Example of data pre-processing.

A large part of the paper is dedicated to details on how to properly construct the train and test sets that would show how well the method works. I will not go into detail here, but it is a sort of surprise to me that proper evaluation that convincingly shows if the method works or not is actually more complex than the trick that gives the MT models the new ability. The most tricky part is showing that the mechanism generalizes for words that were not encountered in the training data.

One more thing that I would like to comment on in the paper is how the glosses are segmented. After experimenting with subword and character-level models, the best solution was to use subwords for everything except for the words that were subject of the dictionary glossing. These results might give some hints about the disturbing problem of low generalization of MT systems for morphology. Although the state-of-the-art models must be aware of morphology to some extent, they do not generate forms that were not seen in the training data.
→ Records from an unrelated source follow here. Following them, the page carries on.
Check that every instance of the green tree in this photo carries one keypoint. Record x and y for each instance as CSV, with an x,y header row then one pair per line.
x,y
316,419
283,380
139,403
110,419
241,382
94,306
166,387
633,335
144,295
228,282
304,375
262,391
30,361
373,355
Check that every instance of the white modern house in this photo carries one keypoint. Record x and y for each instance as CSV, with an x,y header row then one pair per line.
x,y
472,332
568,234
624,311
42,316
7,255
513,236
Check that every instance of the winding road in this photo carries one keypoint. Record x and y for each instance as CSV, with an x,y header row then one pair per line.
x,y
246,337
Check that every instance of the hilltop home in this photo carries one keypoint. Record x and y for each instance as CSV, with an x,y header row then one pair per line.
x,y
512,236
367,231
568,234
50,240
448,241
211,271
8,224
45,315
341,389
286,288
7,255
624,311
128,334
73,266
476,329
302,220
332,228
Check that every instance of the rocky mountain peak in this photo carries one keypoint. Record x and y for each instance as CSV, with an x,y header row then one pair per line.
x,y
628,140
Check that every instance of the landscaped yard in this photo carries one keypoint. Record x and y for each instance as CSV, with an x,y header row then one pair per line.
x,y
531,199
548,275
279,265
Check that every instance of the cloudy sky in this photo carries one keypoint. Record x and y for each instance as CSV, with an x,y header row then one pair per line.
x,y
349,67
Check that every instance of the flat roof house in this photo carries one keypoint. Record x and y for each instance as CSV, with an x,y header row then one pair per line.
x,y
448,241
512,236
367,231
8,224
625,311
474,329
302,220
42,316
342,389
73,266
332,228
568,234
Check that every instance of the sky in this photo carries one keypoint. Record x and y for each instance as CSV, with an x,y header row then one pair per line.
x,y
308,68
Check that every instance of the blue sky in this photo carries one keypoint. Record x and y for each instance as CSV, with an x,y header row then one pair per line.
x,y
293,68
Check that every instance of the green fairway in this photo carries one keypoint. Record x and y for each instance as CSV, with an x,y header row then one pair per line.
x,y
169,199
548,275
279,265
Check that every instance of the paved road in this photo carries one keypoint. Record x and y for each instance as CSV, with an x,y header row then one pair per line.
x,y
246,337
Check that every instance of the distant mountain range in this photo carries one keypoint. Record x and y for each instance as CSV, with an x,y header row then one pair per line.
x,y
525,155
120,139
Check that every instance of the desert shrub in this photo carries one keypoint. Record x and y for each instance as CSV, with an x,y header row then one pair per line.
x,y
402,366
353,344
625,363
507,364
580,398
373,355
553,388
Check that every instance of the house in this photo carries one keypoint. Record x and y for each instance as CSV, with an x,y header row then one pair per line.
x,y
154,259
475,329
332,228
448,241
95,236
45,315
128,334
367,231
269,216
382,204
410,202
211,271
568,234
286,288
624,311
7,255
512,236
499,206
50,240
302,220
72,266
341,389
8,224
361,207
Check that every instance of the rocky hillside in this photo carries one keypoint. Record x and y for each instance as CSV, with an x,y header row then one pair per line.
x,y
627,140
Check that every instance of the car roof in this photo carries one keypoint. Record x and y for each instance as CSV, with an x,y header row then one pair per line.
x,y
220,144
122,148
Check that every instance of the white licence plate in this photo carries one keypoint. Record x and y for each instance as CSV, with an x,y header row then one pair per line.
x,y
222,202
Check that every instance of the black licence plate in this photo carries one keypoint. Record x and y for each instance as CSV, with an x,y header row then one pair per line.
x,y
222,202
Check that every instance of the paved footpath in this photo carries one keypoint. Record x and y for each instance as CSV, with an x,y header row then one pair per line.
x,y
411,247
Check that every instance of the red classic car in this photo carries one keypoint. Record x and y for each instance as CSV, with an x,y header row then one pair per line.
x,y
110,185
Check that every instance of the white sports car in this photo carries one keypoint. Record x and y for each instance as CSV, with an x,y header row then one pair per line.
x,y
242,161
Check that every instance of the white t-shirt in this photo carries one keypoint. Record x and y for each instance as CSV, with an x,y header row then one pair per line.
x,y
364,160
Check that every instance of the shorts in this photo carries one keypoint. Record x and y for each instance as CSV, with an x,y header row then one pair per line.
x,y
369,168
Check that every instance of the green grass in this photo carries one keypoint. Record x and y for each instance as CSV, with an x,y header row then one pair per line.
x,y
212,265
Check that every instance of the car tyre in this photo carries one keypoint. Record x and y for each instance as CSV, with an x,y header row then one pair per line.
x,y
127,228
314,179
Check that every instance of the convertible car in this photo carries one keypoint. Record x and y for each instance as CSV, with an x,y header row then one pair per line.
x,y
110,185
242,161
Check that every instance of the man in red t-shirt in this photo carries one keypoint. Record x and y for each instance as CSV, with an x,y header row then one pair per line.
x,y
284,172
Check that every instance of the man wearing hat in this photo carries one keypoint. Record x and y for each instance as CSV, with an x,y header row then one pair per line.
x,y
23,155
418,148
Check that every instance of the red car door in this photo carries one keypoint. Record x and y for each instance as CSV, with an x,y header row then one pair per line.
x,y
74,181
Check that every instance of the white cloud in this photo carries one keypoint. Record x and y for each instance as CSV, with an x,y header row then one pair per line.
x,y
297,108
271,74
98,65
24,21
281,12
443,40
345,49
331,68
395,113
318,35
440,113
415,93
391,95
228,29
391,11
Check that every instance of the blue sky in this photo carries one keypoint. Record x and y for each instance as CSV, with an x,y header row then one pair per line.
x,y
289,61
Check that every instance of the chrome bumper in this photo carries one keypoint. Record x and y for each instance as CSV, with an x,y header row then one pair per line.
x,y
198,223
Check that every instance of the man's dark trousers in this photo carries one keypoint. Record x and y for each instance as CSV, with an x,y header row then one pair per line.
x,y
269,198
On the other hand, the same sequence-to-sequence architectures can be successfully used for automatic declination of words, so the architecture should not be a problem. In this clever setup, the models apparently can generate forms that never appeared in the training data. Maybe it is the subword segmentation that prevents the generalization and a proper mix of words and character would be better.

Anyway, to summarize why I think this paper is noteworthy: Enabling using translation from domain-specific glossaries extends the practical usability of MT. In my opinion, it makes them 100% more user-friendly for translation agencies that often use domain/customer-specific glossaries for various terminologies.